There is already bad blood between you...giving him back will let her say you dumped the dog on her....or whatever she wants to say to make you look bad....do what is best for the dog!!! Then you can look at yourself in the mirror and say you did what was right for the dog.

Lee


----------



## Merciel (Apr 25, 2013)

marbury said:


> He is still an excellent show prospect. He'll do well in the ring. I can continue to show him, but I will not breed him.
> 
> I would LOVE to place him in a _proper_ pet home, I'd feel comfortable with it. But is it worth creating an enemy in an already small community of ASL showfolk? I have seen what she's capable of, and frankly it scares me. I have the legal upper-hand, but she has much bigger balls than I do.


These two things are tough. 

If he's an excellent show prospect (as in, he can win), then somebody somewhere is going to be real tempted to breed that dog despite all the issues you've outlined and the fact that a dog with such issues really should not be bred.

I am _guessing,_ based on this post and some of your earlier ones, that the dog's original breeder might also be tempted, particularly given that her program produced this dog in the first place and so there is a non-zero chance that she views the problems as not necessarily dealbreakers.

So that points toward returning the dog, especially if he's not yet neutered, as very much an Unwise Decision.

On the _other_ hand, if you want to stay active in a small social scene then personal politics are also a potentially major consideration.

Is this person such a big player that you can't realistically stay active in that fishbowl without getting gobbled? Someone so unpleasant must have alienated other people before you -- what happened to them? Did they stick it out (in which case you could befriend them and support each other against whatever nastiness this person might dole out) or were they driven out of ASL showing in your area?

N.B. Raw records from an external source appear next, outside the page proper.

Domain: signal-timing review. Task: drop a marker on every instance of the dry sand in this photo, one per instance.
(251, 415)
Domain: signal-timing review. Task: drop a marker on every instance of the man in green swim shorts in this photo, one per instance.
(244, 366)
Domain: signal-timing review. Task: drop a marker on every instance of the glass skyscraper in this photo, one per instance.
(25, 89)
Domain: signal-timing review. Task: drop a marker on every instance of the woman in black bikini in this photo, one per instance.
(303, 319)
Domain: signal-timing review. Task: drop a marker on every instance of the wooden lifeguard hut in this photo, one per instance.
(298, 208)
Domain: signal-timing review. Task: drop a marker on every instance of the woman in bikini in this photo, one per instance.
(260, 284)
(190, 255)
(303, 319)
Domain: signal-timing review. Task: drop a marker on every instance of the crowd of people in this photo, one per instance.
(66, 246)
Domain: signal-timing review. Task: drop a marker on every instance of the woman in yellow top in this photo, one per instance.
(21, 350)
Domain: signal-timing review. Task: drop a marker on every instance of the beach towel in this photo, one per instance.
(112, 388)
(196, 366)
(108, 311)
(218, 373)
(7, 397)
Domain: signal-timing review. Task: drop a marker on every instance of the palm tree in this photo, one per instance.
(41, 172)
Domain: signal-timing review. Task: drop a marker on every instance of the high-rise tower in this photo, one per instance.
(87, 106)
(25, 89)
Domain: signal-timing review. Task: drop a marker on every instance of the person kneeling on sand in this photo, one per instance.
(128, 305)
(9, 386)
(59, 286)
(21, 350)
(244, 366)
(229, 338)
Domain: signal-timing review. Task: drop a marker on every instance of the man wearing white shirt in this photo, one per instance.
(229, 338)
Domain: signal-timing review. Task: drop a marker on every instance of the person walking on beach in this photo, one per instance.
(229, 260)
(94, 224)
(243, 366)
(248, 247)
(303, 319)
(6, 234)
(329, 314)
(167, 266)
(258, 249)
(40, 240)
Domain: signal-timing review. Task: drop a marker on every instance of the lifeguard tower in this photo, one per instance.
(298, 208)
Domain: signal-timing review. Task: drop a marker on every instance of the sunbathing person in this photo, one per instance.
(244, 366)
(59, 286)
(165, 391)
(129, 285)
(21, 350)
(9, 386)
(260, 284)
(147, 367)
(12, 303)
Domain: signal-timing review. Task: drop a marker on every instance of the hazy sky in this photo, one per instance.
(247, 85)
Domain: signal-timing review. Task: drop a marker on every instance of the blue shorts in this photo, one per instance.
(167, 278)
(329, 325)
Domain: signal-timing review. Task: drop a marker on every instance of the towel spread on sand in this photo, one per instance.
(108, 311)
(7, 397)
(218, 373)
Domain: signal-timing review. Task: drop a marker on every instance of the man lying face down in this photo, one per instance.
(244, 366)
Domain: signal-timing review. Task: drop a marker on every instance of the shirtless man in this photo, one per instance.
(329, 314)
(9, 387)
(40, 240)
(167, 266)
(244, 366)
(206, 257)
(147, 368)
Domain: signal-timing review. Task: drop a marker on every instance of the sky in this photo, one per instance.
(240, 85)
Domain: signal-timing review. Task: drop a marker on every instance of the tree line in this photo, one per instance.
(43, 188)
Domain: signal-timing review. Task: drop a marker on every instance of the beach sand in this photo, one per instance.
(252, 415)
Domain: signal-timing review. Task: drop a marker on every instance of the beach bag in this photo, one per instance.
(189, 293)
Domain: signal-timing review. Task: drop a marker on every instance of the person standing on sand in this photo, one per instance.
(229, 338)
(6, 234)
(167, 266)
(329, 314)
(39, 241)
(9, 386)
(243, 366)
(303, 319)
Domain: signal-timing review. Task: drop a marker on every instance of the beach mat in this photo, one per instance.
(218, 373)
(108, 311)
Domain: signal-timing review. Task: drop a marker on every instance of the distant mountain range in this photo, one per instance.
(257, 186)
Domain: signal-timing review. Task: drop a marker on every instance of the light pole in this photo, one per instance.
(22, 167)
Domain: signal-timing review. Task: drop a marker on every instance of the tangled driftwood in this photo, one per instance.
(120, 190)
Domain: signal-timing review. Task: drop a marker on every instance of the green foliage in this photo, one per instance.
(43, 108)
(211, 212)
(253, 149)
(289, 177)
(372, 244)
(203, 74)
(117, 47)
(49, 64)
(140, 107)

If it were me, I'd rehome the dog to a loving pet family, because I think that is pretty clearly the morally right thing to do in this situation. But I also don't care about continuing to stay active in a small and tightly connected social scene, so it's easy for me to say that. _Doing_ it might be much more difficult.


----------



## JakodaCD OA (May 14, 2000)

she has NO rights to him legally, I would rehome where YOU want to if that is your decision.


----------



## Galathiel (Nov 30, 2012)

I guess for me I wouldn't want the expense of showing a dog that I feel would bring health issues to the table if bred. I would neuter him, regardless, and immediately and either keep him or place him where I want him. I would cut off contact with his breeder ... her accusations are unfounded and hurtful. The only good faith going on around here is yours.


----------



## Diesel and Lace (Apr 15, 2013)

I dont know a lot about showing only went to showing so I really dont know or understand the politics involved this is just my suggestion in order to head off any false accusations or have issues going forward in your local area. Advertise to the club you are associated with that you are looking to rehome the dog as a pet only and list the reasons why. Note it cannot be bred due to the issues which puts it out there what is going on so you are the first one to admit the issues. You do not have to rehome the dog to anyone in that group but then you put it out there and the reasons why so you cannot be slandered later when you rehome to where you want to put the dog it will actually make you look better when you disclose the home you found for the dog. IDK if that would work but its an idea?


----------



## carmspack (Feb 2, 2011)

"If he's an excellent show prospect (as in, he can win), then somebody somewhere is going to be real tempted to breed that dog despite all the issues you've outlined and the fact that a dog with such issues really should not be bred."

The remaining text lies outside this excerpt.